To determine the mechanical pain threshold before surgery and on the fifth day after surgery Von Frey monofilaments were used.

The set consists of 20 nylon filaments of different thicknesses in ascending order. Patients were asked to lie down on their backs, close their eyes and inform the doctor when they felt a clear point of contact with the skin. Monofilaments were pressed against the skin of the middle third of the palmar surface of the forearm at an angle of 90 ° until the filament bent for 2 seconds. Monofilaments were used in ascending order, with an interval of 10 seconds.

Measurement of serum testosterone and cortisol levels was performed on an immune-electro-chemiluminescent photometer analyser, Cobas E411; measurements of serum C-reactive protein and glucose were performed on a biochemical analyser-photometer, Cobas Integra 400 Plus, in the Department of Clinical Laboratory Diagnostics at the Yuriy Semenyuk Rivne Regional Clinical Hospital. The reference values of serum testosterone, cortisol, C-reactive protein, and glucose levels are shown in Table 1.

Reference values of serum testosterone, cortisol C-reactive protein, and glucose levels.

TESTOSTERONE
Men 20–49 years 8.64–29.0 nmol/l
Men ≥50 years 6.68–25.7 nmol/l
Women 20–49 years 0.290–1.67 nmol/l
Women ≥50 years 0.101–1.42 nmol/l
CORTISOL
AM 7:00–10:00 171–536 nmol/l
PM 16:00–20:00 64–327 nmol/l
C-REACTIVE PROTEIN
<5 mg/ml
GLUCOSE
4.11–6.05 mmol/l

The inclusion criteria were as follows: informed consent of the patient to participate in the study, scoliosis or other spinal deformities that require surgical correction, and the absence of known allergies to local anaesthetics.

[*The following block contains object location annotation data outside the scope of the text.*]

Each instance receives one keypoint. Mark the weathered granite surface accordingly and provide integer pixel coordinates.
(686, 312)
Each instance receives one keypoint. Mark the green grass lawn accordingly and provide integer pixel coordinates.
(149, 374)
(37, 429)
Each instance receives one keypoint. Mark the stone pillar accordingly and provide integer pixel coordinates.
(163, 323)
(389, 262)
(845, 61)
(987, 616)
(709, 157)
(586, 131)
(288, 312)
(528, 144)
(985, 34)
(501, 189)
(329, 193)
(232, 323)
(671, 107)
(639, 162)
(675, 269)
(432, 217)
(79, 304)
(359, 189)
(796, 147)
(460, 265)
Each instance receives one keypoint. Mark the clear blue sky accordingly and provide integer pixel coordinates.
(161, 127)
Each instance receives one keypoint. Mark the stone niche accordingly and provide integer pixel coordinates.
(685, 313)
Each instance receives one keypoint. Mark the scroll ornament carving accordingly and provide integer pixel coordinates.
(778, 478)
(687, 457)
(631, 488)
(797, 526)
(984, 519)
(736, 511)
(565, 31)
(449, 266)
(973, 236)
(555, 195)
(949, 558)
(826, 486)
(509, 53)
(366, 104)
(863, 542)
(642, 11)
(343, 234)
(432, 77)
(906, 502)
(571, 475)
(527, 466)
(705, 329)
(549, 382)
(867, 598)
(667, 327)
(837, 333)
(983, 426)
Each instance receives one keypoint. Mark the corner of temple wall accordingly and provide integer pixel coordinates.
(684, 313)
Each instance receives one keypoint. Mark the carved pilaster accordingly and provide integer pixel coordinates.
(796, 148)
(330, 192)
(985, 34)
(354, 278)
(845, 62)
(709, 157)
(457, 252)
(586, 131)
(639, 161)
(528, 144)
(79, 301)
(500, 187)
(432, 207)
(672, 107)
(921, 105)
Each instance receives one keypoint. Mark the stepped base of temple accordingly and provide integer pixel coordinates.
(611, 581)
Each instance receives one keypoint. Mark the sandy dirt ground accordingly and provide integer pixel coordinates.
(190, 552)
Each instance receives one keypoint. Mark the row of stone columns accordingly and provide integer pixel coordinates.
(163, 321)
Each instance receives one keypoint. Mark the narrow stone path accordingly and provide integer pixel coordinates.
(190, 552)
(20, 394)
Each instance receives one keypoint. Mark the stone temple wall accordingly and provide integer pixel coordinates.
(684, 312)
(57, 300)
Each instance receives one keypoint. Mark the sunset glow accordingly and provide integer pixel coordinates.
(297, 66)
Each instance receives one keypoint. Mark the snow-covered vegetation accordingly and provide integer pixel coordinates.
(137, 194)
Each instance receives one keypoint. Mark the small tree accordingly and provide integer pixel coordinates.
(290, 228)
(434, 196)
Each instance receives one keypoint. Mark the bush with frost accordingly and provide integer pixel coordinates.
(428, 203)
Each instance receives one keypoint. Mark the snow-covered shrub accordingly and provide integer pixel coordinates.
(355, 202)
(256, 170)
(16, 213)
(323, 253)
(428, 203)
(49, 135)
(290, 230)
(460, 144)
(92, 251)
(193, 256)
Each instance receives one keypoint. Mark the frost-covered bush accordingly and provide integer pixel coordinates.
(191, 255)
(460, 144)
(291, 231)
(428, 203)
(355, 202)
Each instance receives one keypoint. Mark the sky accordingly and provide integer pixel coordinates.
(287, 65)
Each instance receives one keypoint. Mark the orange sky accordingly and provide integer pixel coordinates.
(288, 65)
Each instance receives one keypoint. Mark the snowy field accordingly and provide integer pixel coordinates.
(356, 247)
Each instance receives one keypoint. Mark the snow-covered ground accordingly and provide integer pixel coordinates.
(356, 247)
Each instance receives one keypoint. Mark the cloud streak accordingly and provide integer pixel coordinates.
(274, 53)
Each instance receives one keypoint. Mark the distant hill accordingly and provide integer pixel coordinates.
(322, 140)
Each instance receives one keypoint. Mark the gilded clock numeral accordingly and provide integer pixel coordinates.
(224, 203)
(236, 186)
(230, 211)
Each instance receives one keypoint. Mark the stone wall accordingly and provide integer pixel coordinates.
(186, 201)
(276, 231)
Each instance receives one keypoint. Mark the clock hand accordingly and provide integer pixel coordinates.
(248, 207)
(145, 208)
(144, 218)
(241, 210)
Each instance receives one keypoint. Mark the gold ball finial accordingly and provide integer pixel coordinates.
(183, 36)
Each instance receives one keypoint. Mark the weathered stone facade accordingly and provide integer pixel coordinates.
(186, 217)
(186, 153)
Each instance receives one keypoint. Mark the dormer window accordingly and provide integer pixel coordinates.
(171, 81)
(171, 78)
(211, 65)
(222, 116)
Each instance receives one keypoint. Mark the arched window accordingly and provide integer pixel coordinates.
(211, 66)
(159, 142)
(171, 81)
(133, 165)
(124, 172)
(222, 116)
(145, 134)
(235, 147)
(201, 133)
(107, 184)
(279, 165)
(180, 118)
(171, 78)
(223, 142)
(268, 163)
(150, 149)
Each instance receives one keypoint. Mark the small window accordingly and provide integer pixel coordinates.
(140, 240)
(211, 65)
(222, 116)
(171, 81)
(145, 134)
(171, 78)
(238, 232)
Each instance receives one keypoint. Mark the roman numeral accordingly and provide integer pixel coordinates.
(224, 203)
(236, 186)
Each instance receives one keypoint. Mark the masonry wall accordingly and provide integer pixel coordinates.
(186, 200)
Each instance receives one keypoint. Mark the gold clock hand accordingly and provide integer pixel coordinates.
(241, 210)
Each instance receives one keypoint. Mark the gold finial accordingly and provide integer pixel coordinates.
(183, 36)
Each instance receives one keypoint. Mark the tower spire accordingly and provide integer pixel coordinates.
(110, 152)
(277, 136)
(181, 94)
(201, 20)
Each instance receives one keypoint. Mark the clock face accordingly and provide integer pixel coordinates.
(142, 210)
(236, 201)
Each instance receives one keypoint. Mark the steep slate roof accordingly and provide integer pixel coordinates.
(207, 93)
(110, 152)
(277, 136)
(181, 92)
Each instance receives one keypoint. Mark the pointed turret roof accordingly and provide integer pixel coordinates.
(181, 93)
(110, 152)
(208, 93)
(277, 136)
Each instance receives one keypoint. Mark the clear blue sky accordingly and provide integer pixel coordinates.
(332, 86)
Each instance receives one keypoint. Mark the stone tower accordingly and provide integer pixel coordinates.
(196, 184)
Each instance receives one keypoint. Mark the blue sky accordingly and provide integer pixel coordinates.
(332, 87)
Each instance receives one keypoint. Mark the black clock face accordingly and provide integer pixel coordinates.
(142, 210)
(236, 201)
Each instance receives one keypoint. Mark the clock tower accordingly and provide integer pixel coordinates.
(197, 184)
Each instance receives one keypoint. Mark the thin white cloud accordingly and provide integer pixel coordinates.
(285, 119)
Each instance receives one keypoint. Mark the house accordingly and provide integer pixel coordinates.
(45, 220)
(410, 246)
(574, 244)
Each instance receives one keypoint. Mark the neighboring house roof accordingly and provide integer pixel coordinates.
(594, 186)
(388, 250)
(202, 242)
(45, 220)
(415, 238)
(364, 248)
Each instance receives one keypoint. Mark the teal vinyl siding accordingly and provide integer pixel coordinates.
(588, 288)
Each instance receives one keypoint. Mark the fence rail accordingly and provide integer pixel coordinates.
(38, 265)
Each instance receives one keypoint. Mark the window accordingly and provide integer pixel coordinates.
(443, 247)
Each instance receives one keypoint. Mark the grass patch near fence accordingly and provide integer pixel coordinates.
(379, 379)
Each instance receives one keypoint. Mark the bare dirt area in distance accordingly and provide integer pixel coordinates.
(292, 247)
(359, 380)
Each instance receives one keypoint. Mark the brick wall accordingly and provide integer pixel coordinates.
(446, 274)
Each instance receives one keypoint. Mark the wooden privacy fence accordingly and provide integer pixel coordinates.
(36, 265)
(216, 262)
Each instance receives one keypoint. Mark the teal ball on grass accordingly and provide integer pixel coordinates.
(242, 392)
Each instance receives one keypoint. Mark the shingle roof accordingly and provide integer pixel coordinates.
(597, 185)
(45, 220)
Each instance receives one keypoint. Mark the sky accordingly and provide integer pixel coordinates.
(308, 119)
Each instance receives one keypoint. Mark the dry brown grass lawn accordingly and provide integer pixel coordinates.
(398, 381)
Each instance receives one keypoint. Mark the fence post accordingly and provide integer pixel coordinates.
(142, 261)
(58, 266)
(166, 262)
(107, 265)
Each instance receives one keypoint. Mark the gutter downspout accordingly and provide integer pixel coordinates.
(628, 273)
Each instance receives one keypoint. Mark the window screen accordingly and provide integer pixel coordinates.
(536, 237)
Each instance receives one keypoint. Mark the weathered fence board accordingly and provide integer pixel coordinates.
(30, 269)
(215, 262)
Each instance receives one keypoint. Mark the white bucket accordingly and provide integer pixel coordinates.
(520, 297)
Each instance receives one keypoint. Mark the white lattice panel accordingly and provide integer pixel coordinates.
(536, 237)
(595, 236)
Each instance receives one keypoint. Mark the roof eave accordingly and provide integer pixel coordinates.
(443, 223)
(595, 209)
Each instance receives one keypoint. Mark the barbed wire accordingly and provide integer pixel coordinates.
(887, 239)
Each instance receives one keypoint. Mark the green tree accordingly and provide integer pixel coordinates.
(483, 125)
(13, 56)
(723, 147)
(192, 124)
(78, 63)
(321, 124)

Exclusion criteria included refusal to participate in the study both at the beginning of the study and at any stage of the study, type I or II diabetes, acute spinal cord injury, physical status according to the ASA III, and more, oral contraceptives, oestrogen therapy, prednisolone or methylprednisolone before surgery, age less than 12 and more than 70 years old. Body mass index (BMI) more than 40 kg/m2. Chronic analgesic therapy, those with a history of opioid dependence, those receiving anticoagulation or experiencing any bleeding disorder, or those who were unable to communicate with the investigators. In addition, all patients who required repeated surgical interventions due to surgical complications (infectious or neurological) during this case of hospitalisation were excluded as well.

All the patients in the operating room received paracetamol, dexketoprofen, ondansetron, dexamethasone, and tranexamic acid. Anaesthesia was induced using propofol, fentanyl, and atracurium besylate. After preoxygenation, tracheal intubation was performed in an improved position, and the patient was rotated to the abdomen with specific placement to prevent abdominal compression. Lung protective ventilation was conducted with supporting driving pressure of 12–14 cm H2O. After induction of anaesthesia, general anaesthesia was maintained with sevoflurane and dexmedetomidine. Standard intraoperative monitoring included: electrocardiography; respiratory rate; body temperature; systolic, diastolic, mean blood pressure; heart rate; and SpO2. For postoperative analgesia, patients in both groups received paracetamol in combination with dexketoprofen every six hours. Thromboprophylaxis was administered based on the risk of thromboembolic complications.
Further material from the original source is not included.